Question

3. Consider a system employing interrupt-driven I/O for a particular device that transfers data at an average of 10 KB/s on a continuous basis. a) Assume that interrupt processing takes about 80 us (i.e., the time to jump to the interrupt service routine (ISR), execute it, and return to the main program). Determine how much processor time is consumed per second by this I/O device if it interrupts for every byte. b) Now assume that the device has two 32-byte buffers and interrupts the processor when one of the buffers is full. Naturally, interrupt processing takes longer, because the ISR must transfer 32 bytes. While executing the ISR, the processor takes about 10 us for the transfer of each byte. Determine how much processor time is consumed by this I/O device in this case.

Answer 1

a) Data transfer rate = 10KB/s = 10 * 1024 = 10240 B/s

if it interrupts for every byte,

Time to transfer 1 byte = 80 us.

So, time to transfer 10240 B = 10240 * 80 = 819200 us or .8192 seconds.

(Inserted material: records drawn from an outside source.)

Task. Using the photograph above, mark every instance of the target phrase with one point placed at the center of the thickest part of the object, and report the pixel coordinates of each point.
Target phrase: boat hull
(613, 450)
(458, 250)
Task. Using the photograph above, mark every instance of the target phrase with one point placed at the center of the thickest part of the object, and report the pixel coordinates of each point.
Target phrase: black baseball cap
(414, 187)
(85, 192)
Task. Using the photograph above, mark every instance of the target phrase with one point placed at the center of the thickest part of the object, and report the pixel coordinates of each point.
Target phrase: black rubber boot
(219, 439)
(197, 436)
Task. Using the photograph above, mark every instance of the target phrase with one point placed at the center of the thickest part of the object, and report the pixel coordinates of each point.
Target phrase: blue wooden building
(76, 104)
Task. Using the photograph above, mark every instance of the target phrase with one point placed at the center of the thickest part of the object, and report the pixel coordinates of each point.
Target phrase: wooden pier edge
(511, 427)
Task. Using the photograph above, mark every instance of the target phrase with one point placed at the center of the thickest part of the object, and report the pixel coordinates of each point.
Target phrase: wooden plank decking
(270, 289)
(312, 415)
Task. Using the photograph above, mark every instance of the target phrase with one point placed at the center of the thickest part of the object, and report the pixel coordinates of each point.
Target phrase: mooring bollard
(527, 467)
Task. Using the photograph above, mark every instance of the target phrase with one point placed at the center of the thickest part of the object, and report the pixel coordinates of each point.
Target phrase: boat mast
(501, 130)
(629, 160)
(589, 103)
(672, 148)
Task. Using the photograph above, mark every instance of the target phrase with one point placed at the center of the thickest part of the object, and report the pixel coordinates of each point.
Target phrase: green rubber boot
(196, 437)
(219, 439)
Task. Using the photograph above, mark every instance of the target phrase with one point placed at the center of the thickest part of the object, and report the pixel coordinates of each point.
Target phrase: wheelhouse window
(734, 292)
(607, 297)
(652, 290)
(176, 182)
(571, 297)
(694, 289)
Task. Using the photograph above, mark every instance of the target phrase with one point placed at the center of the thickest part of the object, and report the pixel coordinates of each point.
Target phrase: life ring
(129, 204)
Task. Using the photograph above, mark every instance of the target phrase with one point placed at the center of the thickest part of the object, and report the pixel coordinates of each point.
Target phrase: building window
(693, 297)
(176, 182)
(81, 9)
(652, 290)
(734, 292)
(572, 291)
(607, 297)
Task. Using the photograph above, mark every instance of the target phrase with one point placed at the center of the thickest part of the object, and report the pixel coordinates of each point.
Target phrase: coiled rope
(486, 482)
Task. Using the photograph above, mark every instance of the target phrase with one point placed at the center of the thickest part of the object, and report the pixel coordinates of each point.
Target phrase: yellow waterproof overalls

means around 0.8 seconds of processor are wasting in this ISR itself.

b) Data transfer rate is same ie 10240 B/s

First processor must transfer 8 * 4 *2 bytes

For 1 ISR Processor is transferring first 2 bytes = 80+10*4+10*4 = 160 us.

Then it will transfer 32 byte per interrupt because whenever one of the buffer is empty it will interrupt the processor,

Time for 32 bytes transfer = 80 + 40 = 120 us

So time taken for transfer of 10240 Bytes = 160 + (10240-64)/32*120 =   38320 us =0.3832 seconds

Which is far less than previous Question.